As usual, use 90% of your actual 1RM to find your training max.
Back Squat (5 Reps at 40% of Training Max)
Back Squat (5 Reps at 50% of Training Max)
Back Squat (5 Reps at 60% of Training Max)
Reminder, it is NOT a max set. Only 5. Yes, it’s light, super light, focus on being fast.
Metcon (AMRAP – Rounds and Reps)
12 Minute AMRAP
12/10 Cal Row
7 Thrusters (115/75lbs)
Rest 1 Minute
Notice there is a one minute rest period built into the workout. You MUST rest the entire minute. It’s there for a purpose. To keep the INTENSITY HIGH. A perfect score would be 6+ rounds.

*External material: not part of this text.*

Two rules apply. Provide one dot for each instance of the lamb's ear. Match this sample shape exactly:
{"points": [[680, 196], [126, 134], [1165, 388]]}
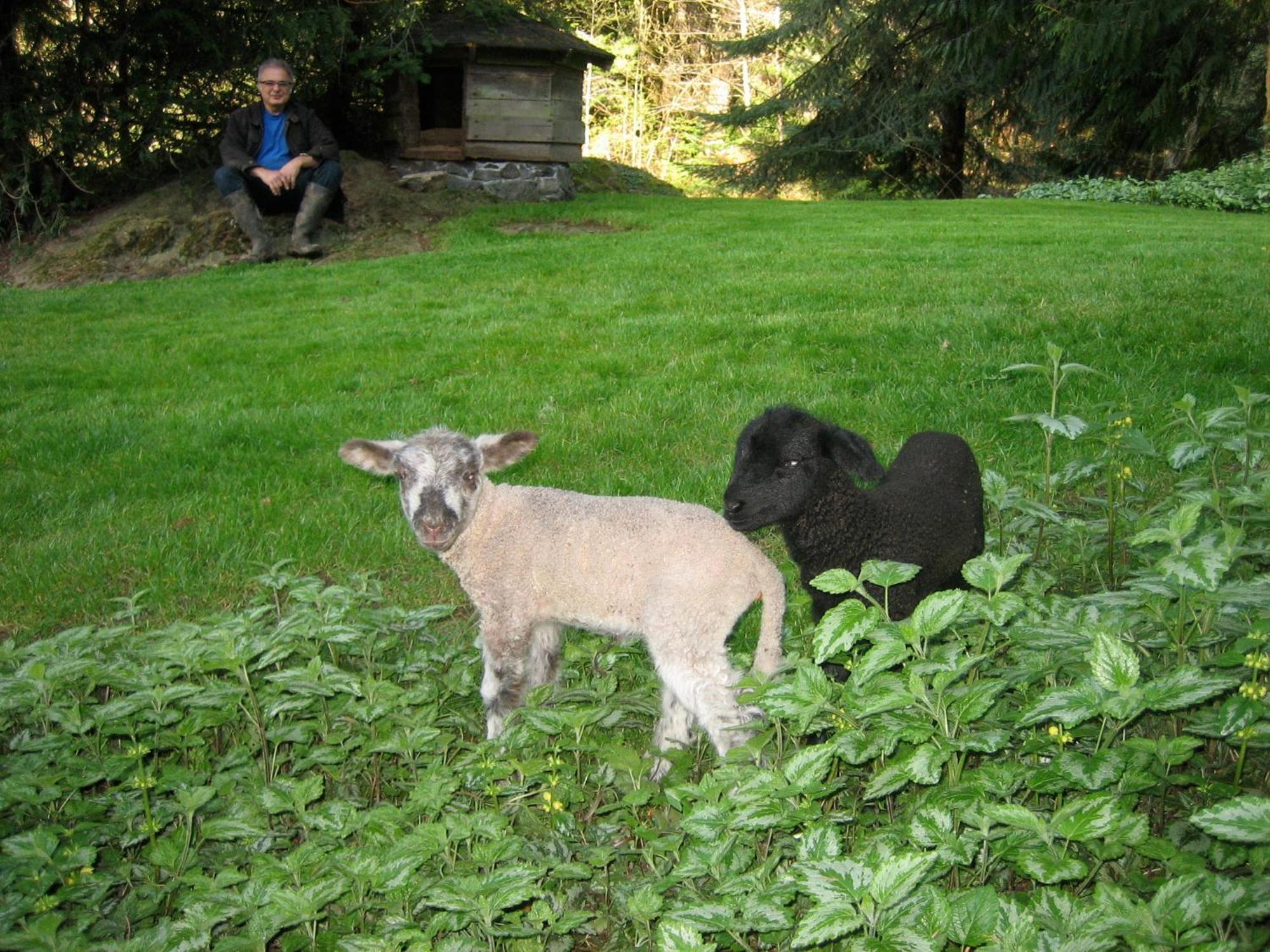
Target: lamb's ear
{"points": [[852, 453], [500, 450], [371, 455]]}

That would mean sprint for a minute, rest for a minute.
Those thrusters need to be unbroken, however that is not a reason for them to be light.
High-Hang Snatch (Heavy Single + 3 singles at 90% )

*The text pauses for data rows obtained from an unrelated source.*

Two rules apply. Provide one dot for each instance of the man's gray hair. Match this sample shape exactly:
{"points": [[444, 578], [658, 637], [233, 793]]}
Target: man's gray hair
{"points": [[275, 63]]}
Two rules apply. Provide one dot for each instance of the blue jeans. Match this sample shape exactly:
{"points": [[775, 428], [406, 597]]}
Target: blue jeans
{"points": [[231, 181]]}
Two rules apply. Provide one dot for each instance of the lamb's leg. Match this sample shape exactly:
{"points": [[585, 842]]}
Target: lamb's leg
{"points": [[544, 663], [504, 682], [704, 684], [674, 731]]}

Max 20 minutes here. Heavy perfect single and then 3 more singles at 90% of that. Focus on finishing your pull with your arms and beating the bar down.
HOLD EACH BOTTOM POSITION FOR A STRONG 2 SECONDS.
Handstand (See below)
Accumulate 2:00 in a handstand against a wall. Chest to wall. Nose and toes against the wall. Try to bring your hands under your shoulders as opposed to being wider than that.
10 Minute EMOM
Strict Handstand Push Ups
You choose how many. Anywhere from 1-5. If you’re able of completing more than 5 a minute for 10 minutes add a deficit. If you’re uncertain then just do 5 for 10 minutes and see what happens.
Goal is to have the same amount of work each minute. Don’t want you to start with 5 and then singles in the later rounds. Same work each round. You pick the number.
Sub with pike push ups or seated L DB press. Same rules apply.
Just like all the previous weeks, no abmats for your strict hspu. They must be performed on a level surface or deficit.